CAPC and PT work together to create culture change inside health organizations

“Our goal with CAPC’s curriculum is to educate practicing clinicians in US healthcare on skills specific to serious illness—filling a palliative care training gap and improving the lives of clinicians, patients, and caregivers.”

Brynn Bowman, MPA
VP of Education at CAPC

The Center to Advance Palliative Care™ (CAPC) is the nation’s leading resource for palliative care. CAPC provides training and tools for healthcare professionals at more than 1,600 member health organizations, helping them improve care quality for millions living with serious illness.

Challenges

In 2015, CAPC started looking for a partner to develop an online curriculum of courses that would help alleviate a nationwide shortage of specialty-trained palliative care teams. This curriculum had to balance high-quality content with engaging design and interactivity so the courses didn’t lose their learners’ attention.

After extensive talks, CAPC partnered with the team at Principled Technologies (PT).

“Principled Technologies is just such a one-stop shop. We wanted our courses to be mobile and responsive at a time when having a custom layout and custom course build was not a given with other vendors or other potential partners.”

–Brynn Bowman

Solutions

CAPC and the team at PT collaborate on accessible and relatable courses that help CAPC members understand the experiences of people living with serious illness, what’s important to them, and what they and their loved ones find challenging during this vulnerable point in their lives.

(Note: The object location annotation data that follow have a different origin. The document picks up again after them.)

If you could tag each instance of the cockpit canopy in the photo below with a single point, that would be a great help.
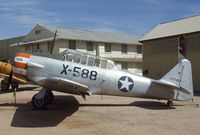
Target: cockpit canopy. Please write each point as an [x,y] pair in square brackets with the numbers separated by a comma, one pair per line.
[87,59]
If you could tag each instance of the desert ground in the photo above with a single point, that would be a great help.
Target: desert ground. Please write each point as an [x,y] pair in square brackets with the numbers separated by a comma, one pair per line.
[101,115]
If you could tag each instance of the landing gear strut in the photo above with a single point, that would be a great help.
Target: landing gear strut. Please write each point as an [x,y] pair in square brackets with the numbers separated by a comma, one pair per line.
[170,103]
[42,99]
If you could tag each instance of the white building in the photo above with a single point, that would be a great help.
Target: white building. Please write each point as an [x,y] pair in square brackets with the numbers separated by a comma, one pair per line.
[123,49]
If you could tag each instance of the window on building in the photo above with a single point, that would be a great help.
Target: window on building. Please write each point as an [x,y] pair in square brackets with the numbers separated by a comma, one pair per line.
[124,48]
[49,46]
[90,46]
[72,44]
[27,48]
[84,60]
[90,61]
[35,47]
[37,32]
[139,48]
[124,65]
[107,47]
[77,58]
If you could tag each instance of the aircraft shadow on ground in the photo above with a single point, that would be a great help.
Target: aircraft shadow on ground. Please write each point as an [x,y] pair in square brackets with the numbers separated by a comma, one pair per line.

“At every turn, the Principled Technologies team is as interested in pushing the envelope and finding new and ever more interesting ways to create engaging mobile and responsive courses as we are.”

–Brynn Bowman

The CAPC curriculum incorporates adult learning techniques to convey information—such as sharing knowledge through character narratives in graphic novel format and chunking information into easy-to-find categories. CAPC learners click and interact with up-to-date material instead of reading a stream of bullet points or passively watching a video.

CAPC courses balance high-quality content with eye-catching design and interactivity—making it easier for learners to relate to an issue and remember the information.

Drag-and-drop interactions keep learners engaged and help us gauge their prior knowledge on a topic.

Healthcare professionals—like most learners—are inundated with data, so we use periodic quizzes to aid retention, consolidate ideas, and summarize information.

Chunking information into bite-sized pieces means healthcare professionals can quickly find and use just-in-time information between appointments.

This interactive slider invites learners to explore the effects of Alzheimer's on the brain.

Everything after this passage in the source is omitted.